Adler, America’s chief diplomat, was paid to think through the ramifications. He said, “The Kremlin will want something in return.”
Ryan was ready to do some horse trading. “That’s fine. We’ll remove some warships out of the Black Sea or something, but not until our people are out of harm’s way. If you need me on the phone to the foreign minister, or even Volodin himself, I’m sitting right here.”
“Got it,” Adler said. Ryan could tell the secretary of state was not happy. He couldn’t have been pleased to know a CIA compound was running under the guise of a NATO operation in the first place, which gave it a diplomatic-mission status. This sort of thing went on all over the world, but the diplomats, of course, hated it when CIA installations operated under the guise of diplomacy, because it jeopardized legitimate diplomatic installations.
Ryan knew once word got out this building had been a CIA front, all over the planet totally innocuous State Department missions would come under intense suspicion and scrutiny by the local population.

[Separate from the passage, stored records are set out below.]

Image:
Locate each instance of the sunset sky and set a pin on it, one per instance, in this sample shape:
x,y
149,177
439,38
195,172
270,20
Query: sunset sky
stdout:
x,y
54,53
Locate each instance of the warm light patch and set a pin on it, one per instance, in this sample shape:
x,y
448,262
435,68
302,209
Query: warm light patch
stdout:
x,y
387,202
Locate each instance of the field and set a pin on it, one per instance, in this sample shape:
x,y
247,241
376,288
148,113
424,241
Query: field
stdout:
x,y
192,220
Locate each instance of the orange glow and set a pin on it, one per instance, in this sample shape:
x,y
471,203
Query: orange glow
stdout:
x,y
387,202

But that was a problem for another day. For now, Adler excused himself from the meeting, knowing he had to perform some diplomatic magic to keep the Black Sea fleet from firing on American aircraft.

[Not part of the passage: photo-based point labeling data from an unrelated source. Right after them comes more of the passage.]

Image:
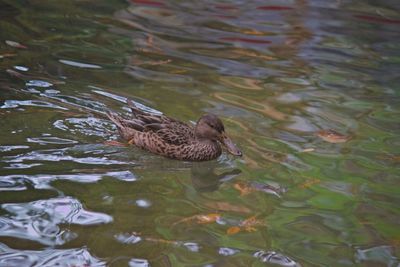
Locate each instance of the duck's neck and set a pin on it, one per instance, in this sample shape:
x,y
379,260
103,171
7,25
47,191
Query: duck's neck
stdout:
x,y
206,149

A flight of U.S. Air Force F-16 Falcons flew over central Turkey in a finger-four formation. Around these jets flew three more four-aircraft flights of F-16s, but these weren’t wearing markings of the U.S. Air Force, instead their tails were emblazoned with the red and white flag of the Turkish Air Force. Together all sixteen aircraft flew in a squadron formation above a puffy sheet of white clouds.
The American aircraft were members of the U.S. Air Force’s 480th Fighter Squadron, the Warhawks, and although they were based in Spangdahlem, Germany, they had spent the week here in Turkey as part of a NATO training evolution with the Turkish Air Force.

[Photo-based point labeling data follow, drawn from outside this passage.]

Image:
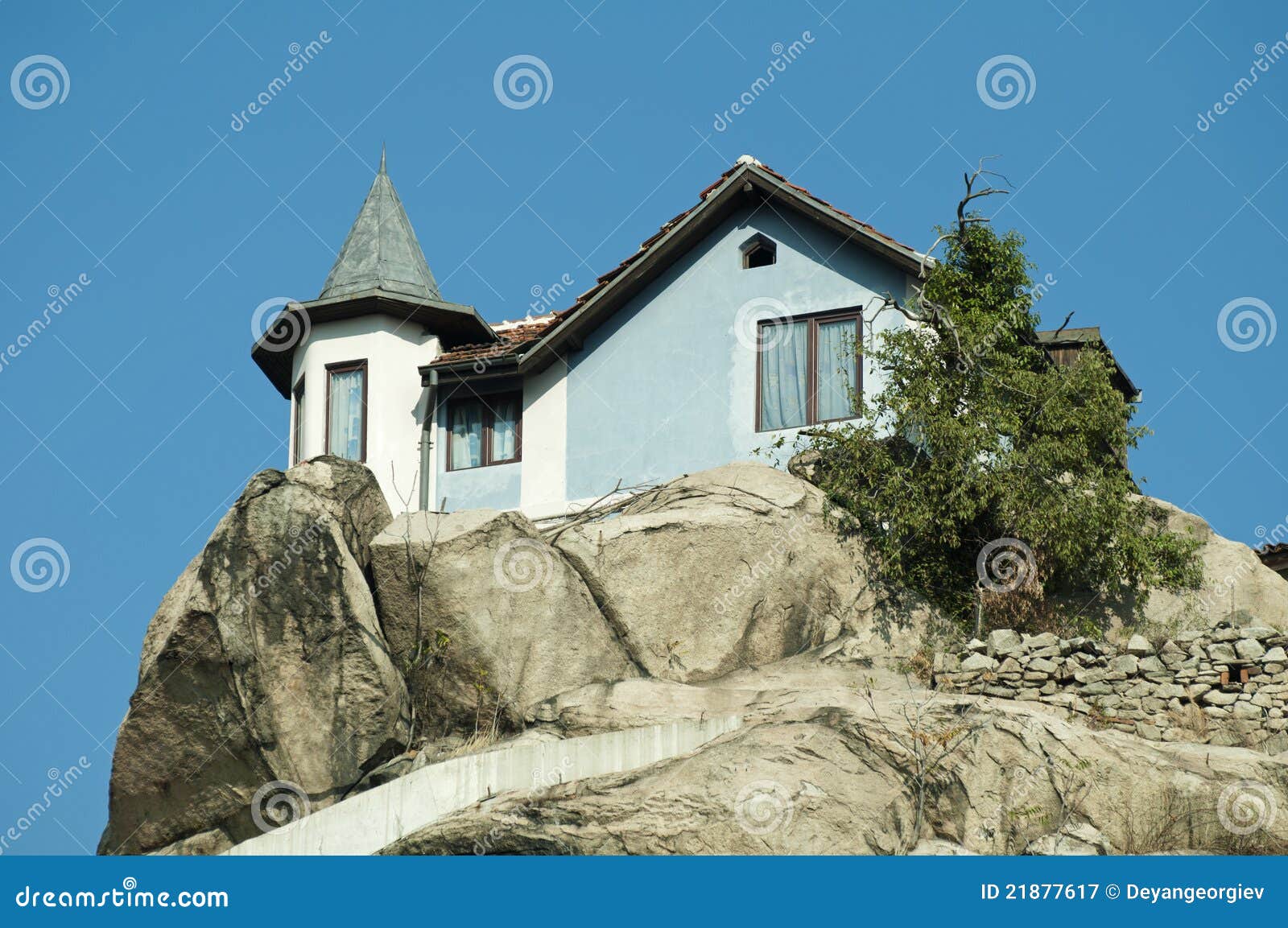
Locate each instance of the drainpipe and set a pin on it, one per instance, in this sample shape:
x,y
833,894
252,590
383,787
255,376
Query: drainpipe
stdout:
x,y
427,439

The flight lead for the Americans was Air Force Captain Harris “Grungy” Cole, a thirty-year-old New Yorker, and even though all sixteen aircraft now appeared to be flying in near-perfect formation, Cole had experienced his share of difficulties above the clouds in the past few minutes getting everyone together. His problems stemmed chiefly from the constant struggle to understand the thick accents of the Turkish flight leads. But although he had to request several common transmissions be repeated so that he could be certain everyone was on the same page, he gave the Turk pilots a pass, because he didn’t know a damn word of Turkish himself except for “Bir bira, lütfen” (“A beer, please”) so if today’s training had hinged on his own command of a foreign tongue, all sixteen of these planes in this tight formation would have already slammed into one another in midair.
Just as Captain Cole began to transmit orders to the Turkish flight leaders ordering them to maintain this pattern while climbing to thirty-five thousand feet, a call came over his radio from Incirlik AFB ordering him to peel his flight away from the Turkish F-16s and begin heading north toward the Black Sea to await further instructions.
He received no other clarification, other than the fact that this was “real world” and not an exercise.
The Black Sea was a hotbed of activity of late, since the Russian Black Sea fleet began a drill that pushed dozens of their warships away from port and into deeper waters, but Cole could not imagine how his four fighter-bombers could be any help in that looming crisis.
Just minutes later, after his Warrior flight had left the Turkish Air Force fighters behind and proceeded north, Grungy received instructions ordering him to divert at best possible speed into Ukrainian airspace over the city of Sevastopol.